Quick, clean cutover
The Honeywell system had been in service for 26 years, and ongoing changes had been poorly documented. It included out-of-service equipment—a complete ship dock, for example, with its safety systems. It had also been personalized over the years. “One of the employees had programmed what he called ‘Dirtbag’ alarms—Dirtbag 1, Dirtbag 2, etc.,” Maghan said. “If a Dirtbag alarm came up, the operator had to call him and he would tell them what to do.”
Due to such ad hoc modifications and poor documentation, “The factory acceptance test (FAT) extended way beyond expectations,” said Maghan. “The hardware FAT went well but documentation took more time. The automatic software conversion was fast, but led to a lot of configuration errors, so we went to 100% check-out.
“Part of the problem was that our department is too small and we had too many projects going on at once.
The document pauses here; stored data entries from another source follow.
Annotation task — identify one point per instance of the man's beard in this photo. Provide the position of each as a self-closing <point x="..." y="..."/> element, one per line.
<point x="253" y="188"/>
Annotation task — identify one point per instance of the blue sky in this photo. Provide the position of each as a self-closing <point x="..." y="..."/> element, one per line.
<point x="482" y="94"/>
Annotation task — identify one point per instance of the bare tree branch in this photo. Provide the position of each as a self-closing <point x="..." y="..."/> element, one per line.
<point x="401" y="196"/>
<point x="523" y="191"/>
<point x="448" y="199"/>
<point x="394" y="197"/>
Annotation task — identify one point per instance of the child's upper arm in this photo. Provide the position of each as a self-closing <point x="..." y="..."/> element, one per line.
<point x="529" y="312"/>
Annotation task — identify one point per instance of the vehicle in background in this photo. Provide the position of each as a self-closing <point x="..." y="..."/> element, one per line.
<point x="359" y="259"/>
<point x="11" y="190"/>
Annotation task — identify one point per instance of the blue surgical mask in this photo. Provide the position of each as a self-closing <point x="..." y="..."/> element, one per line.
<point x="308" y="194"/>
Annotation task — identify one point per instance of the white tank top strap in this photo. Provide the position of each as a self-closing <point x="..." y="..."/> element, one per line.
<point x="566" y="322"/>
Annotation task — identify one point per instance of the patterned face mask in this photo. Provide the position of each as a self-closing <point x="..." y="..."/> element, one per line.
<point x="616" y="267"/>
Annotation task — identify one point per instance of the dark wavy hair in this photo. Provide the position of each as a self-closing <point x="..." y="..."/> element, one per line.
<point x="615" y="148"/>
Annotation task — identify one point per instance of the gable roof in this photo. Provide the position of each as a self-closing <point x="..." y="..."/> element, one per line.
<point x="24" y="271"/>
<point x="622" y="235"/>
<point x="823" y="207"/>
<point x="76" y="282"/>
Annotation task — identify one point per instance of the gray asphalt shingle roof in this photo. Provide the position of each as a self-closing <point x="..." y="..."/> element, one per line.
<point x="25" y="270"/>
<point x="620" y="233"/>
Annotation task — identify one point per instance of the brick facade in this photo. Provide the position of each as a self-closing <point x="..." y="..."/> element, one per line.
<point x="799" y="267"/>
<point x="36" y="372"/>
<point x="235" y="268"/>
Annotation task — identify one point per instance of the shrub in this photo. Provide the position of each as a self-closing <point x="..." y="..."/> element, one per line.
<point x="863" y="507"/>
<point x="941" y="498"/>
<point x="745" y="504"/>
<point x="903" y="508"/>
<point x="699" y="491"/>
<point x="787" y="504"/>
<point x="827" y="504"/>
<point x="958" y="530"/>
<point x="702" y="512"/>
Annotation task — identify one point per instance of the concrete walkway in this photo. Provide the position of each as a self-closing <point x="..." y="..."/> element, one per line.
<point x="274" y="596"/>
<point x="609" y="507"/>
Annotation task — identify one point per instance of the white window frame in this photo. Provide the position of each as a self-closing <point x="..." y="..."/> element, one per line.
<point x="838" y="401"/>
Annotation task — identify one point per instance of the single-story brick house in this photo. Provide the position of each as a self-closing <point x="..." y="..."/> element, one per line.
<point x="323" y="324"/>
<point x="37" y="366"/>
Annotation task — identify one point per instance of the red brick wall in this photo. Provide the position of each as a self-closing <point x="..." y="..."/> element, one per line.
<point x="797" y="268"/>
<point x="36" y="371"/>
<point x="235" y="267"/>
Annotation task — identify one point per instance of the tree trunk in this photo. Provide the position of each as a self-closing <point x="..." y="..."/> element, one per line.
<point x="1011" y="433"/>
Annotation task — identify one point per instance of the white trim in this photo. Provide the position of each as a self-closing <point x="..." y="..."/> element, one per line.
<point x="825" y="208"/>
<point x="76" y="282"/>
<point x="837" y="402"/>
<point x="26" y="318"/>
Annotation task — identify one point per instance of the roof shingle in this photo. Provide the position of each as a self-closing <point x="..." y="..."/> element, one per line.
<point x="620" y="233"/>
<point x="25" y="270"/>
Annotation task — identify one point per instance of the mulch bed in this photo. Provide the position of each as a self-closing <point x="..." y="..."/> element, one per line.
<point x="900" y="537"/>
And because if the importance of OM&S, we couldn’t freeze the Honeywell console.”
Cutover was done in two steps. “In step one, we set up a temporary Foxboro I/A station in parallel with the TDC 3000, defined the critical loops, and cut them over. This let us pretest the loops and gave us a path to reverse if needed—but we didn’t have to do that,” Maghan said. Concurrent operation let the operators see the Foxboro graphics while operating the existing system.
In step two, they planned and prioritized loop checks, doubled the operator coverage, cut over the remote I/O cards and did the loop checks. Again, they could reverse if needed, but it never came to that.
Lessons linger on
In retrospect, Maghan said they could and probably should have used a third party for documentation, to ease the load. Also, “We didn’t realize that some of the new graphics would be very different—our systems have all the running pumps in green, stopped pumps are red. The standard in the power industry is the opposite, so it was confusing at first,” he said.
Maghan also wished they had involved operations earlier in the process. “We should have frozen the design so we didn’t confuse them with running changes, and we should have gone through the nomenclature with them before we cut over,” he said. Later, “We needed to make changes to the graphics to give them what they’re used to seeing,” he added. “And we gave them touchscreens but they wanted trackballs, so we got them trackballs and now we have 10 touchscreens that nobody touches.”
But in the end, “We made a fast cutover and achieved smooth operation,” Maghan said. The initial bids had all looked similar, he added, but most would have required bulldozing of the old system—the costs for which were not included. “The Schneider approach resulted in major time and money savings.”